CO2 release rates from soils via soil respiration play an important role in the carbon budget of terrestrial ecosystems. Though the roles of soil temperature and moisture on soil respiration are well recognised, less is known about how their effects vary across different land-cover types. This study looked at the interactive effects of land-cover change and microclimate on temporal patterns of soil respiration in a montane forest-grassland-plantation mosaic in a highly diverse but climatically sensitive ecosystem in the tropical Western Ghats of India. Across all vegetation types, soil respiration rates were highest during south-west monsoon (June–October), when root growth, litter decomposition and microbial activity are relatively high and were lowest during the summer.

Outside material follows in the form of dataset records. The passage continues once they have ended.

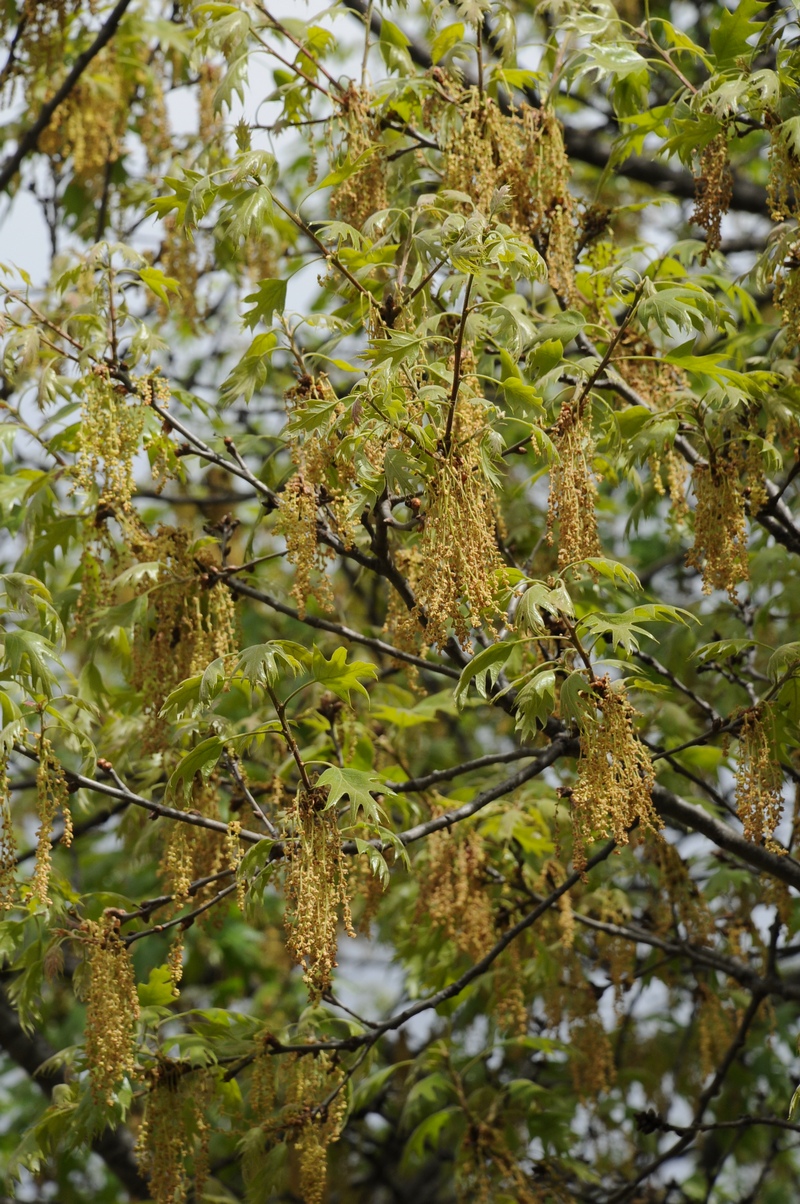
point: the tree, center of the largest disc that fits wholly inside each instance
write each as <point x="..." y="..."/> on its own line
<point x="400" y="544"/>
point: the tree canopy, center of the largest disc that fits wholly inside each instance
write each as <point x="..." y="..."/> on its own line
<point x="400" y="673"/>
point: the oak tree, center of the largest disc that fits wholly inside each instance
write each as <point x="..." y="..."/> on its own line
<point x="400" y="680"/>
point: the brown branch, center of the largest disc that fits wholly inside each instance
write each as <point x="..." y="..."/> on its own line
<point x="694" y="818"/>
<point x="337" y="629"/>
<point x="457" y="367"/>
<point x="713" y="1089"/>
<point x="29" y="140"/>
<point x="587" y="147"/>
<point x="450" y="992"/>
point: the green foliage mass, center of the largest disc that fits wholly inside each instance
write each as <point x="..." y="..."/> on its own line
<point x="399" y="602"/>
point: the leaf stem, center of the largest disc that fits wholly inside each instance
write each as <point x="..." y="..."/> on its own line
<point x="457" y="367"/>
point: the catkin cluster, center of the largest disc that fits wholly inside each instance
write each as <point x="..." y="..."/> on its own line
<point x="190" y="851"/>
<point x="110" y="434"/>
<point x="453" y="892"/>
<point x="719" y="548"/>
<point x="7" y="842"/>
<point x="574" y="491"/>
<point x="783" y="183"/>
<point x="89" y="125"/>
<point x="316" y="887"/>
<point x="364" y="193"/>
<point x="319" y="480"/>
<point x="616" y="775"/>
<point x="112" y="1008"/>
<point x="172" y="1143"/>
<point x="592" y="1060"/>
<point x="713" y="189"/>
<point x="190" y="620"/>
<point x="759" y="798"/>
<point x="292" y="1102"/>
<point x="52" y="796"/>
<point x="525" y="152"/>
<point x="458" y="550"/>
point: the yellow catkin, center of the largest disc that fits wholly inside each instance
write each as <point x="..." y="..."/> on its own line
<point x="783" y="183"/>
<point x="457" y="579"/>
<point x="715" y="1030"/>
<point x="112" y="1008"/>
<point x="525" y="153"/>
<point x="321" y="479"/>
<point x="234" y="855"/>
<point x="310" y="1120"/>
<point x="192" y="617"/>
<point x="172" y="1143"/>
<point x="572" y="495"/>
<point x="616" y="775"/>
<point x="7" y="842"/>
<point x="110" y="436"/>
<point x="787" y="293"/>
<point x="180" y="260"/>
<point x="713" y="189"/>
<point x="759" y="797"/>
<point x="590" y="1058"/>
<point x="364" y="193"/>
<point x="453" y="892"/>
<point x="88" y="128"/>
<point x="719" y="548"/>
<point x="316" y="887"/>
<point x="52" y="795"/>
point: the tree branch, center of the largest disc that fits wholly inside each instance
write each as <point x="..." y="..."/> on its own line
<point x="115" y="1146"/>
<point x="29" y="140"/>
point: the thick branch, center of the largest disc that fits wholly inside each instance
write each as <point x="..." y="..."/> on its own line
<point x="587" y="147"/>
<point x="688" y="815"/>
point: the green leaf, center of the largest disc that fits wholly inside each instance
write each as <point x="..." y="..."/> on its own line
<point x="260" y="664"/>
<point x="182" y="698"/>
<point x="535" y="702"/>
<point x="722" y="649"/>
<point x="782" y="660"/>
<point x="200" y="760"/>
<point x="339" y="677"/>
<point x="731" y="30"/>
<point x="521" y="394"/>
<point x="158" y="283"/>
<point x="347" y="170"/>
<point x="483" y="671"/>
<point x="612" y="571"/>
<point x="446" y="39"/>
<point x="552" y="598"/>
<point x="358" y="786"/>
<point x="159" y="989"/>
<point x="256" y="860"/>
<point x="621" y="630"/>
<point x="27" y="655"/>
<point x="576" y="698"/>
<point x="394" y="349"/>
<point x="268" y="299"/>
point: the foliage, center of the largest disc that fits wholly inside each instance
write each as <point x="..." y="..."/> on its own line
<point x="400" y="543"/>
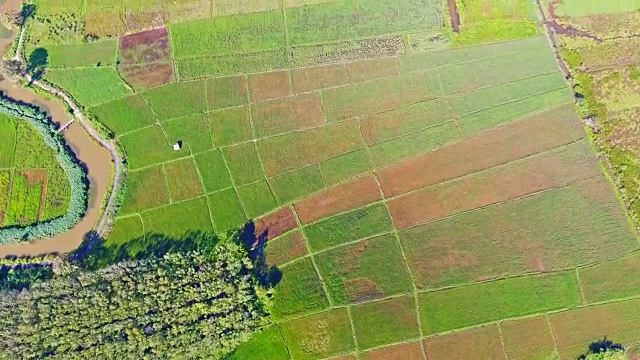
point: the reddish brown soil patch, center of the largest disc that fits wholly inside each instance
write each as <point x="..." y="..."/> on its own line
<point x="409" y="351"/>
<point x="454" y="15"/>
<point x="275" y="224"/>
<point x="361" y="289"/>
<point x="146" y="76"/>
<point x="270" y="85"/>
<point x="495" y="185"/>
<point x="288" y="114"/>
<point x="350" y="195"/>
<point x="286" y="248"/>
<point x="364" y="70"/>
<point x="319" y="77"/>
<point x="479" y="343"/>
<point x="526" y="137"/>
<point x="38" y="176"/>
<point x="539" y="344"/>
<point x="144" y="47"/>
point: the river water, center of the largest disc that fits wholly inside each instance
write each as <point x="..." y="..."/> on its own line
<point x="97" y="161"/>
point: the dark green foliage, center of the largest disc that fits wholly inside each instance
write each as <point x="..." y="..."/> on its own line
<point x="185" y="305"/>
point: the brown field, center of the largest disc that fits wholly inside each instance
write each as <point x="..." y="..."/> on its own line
<point x="275" y="224"/>
<point x="319" y="77"/>
<point x="348" y="196"/>
<point x="289" y="114"/>
<point x="297" y="150"/>
<point x="145" y="76"/>
<point x="554" y="169"/>
<point x="408" y="351"/>
<point x="479" y="343"/>
<point x="371" y="69"/>
<point x="270" y="85"/>
<point x="382" y="126"/>
<point x="574" y="330"/>
<point x="144" y="47"/>
<point x="538" y="344"/>
<point x="286" y="248"/>
<point x="522" y="138"/>
<point x="507" y="239"/>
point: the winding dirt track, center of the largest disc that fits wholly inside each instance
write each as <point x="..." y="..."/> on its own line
<point x="83" y="140"/>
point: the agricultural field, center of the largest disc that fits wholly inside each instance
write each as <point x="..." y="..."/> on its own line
<point x="414" y="193"/>
<point x="33" y="186"/>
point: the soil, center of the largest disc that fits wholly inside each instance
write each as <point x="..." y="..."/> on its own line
<point x="270" y="85"/>
<point x="348" y="196"/>
<point x="492" y="186"/>
<point x="454" y="15"/>
<point x="319" y="77"/>
<point x="95" y="159"/>
<point x="541" y="132"/>
<point x="364" y="70"/>
<point x="409" y="351"/>
<point x="289" y="114"/>
<point x="275" y="224"/>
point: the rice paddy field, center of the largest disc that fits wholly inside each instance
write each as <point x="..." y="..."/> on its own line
<point x="423" y="195"/>
<point x="33" y="186"/>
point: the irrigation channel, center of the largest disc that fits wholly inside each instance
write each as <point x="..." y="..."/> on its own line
<point x="95" y="153"/>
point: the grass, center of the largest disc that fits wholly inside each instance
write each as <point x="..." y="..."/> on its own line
<point x="124" y="230"/>
<point x="243" y="162"/>
<point x="296" y="184"/>
<point x="257" y="199"/>
<point x="385" y="322"/>
<point x="162" y="99"/>
<point x="226" y="210"/>
<point x="297" y="150"/>
<point x="5" y="193"/>
<point x="299" y="292"/>
<point x="146" y="189"/>
<point x="267" y="344"/>
<point x="344" y="167"/>
<point x="476" y="304"/>
<point x="369" y="269"/>
<point x="213" y="171"/>
<point x="177" y="220"/>
<point x="192" y="131"/>
<point x="91" y="86"/>
<point x="230" y="126"/>
<point x="320" y="335"/>
<point x="533" y="233"/>
<point x="8" y="138"/>
<point x="349" y="226"/>
<point x="229" y="35"/>
<point x="285" y="248"/>
<point x="148" y="147"/>
<point x="26" y="196"/>
<point x="183" y="180"/>
<point x="124" y="115"/>
<point x="100" y="53"/>
<point x="611" y="280"/>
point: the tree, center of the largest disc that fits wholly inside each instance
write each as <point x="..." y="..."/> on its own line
<point x="13" y="67"/>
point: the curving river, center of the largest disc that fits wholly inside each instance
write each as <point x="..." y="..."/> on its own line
<point x="96" y="159"/>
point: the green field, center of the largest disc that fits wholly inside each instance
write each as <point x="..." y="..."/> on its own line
<point x="441" y="200"/>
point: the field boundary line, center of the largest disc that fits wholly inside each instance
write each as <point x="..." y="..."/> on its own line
<point x="579" y="283"/>
<point x="503" y="202"/>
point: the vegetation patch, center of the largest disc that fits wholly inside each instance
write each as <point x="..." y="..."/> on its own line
<point x="594" y="219"/>
<point x="367" y="270"/>
<point x="476" y="304"/>
<point x="320" y="335"/>
<point x="299" y="291"/>
<point x="385" y="322"/>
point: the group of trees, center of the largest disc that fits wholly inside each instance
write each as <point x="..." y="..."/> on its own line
<point x="183" y="305"/>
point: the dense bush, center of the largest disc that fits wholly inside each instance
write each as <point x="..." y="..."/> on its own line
<point x="184" y="305"/>
<point x="68" y="162"/>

Among vegetation types, soil respiration rates were higher in grasslands compared to non-native pine plantations, whereas that of forest and invasive wattle (Acacia mearnsii) plantations were intermediate between grasslands and pine plantations. The decline in respiration rates following conversion from grasslands to pine plantations could be due to relatively lower microbial activity, soil temperatures and, subsequently, slower litter decomposition. In addition, the sensitivity of soil respiration to changes in temperature and moisture differed between different vegetation types. Across all vegetation types, respiration was largely insensitive to changes in soil temperature when moisture levels were low. However, when soil moisture levels were high, respiration increased with temperature in grassland and wattle patches, decreased in the case of pine plantations and remained largely unchanged in shola forests. Our results suggest that changes in aboveground vegetation type can significantly affect soil C cycling even in the absence of any underlying differences in soil type.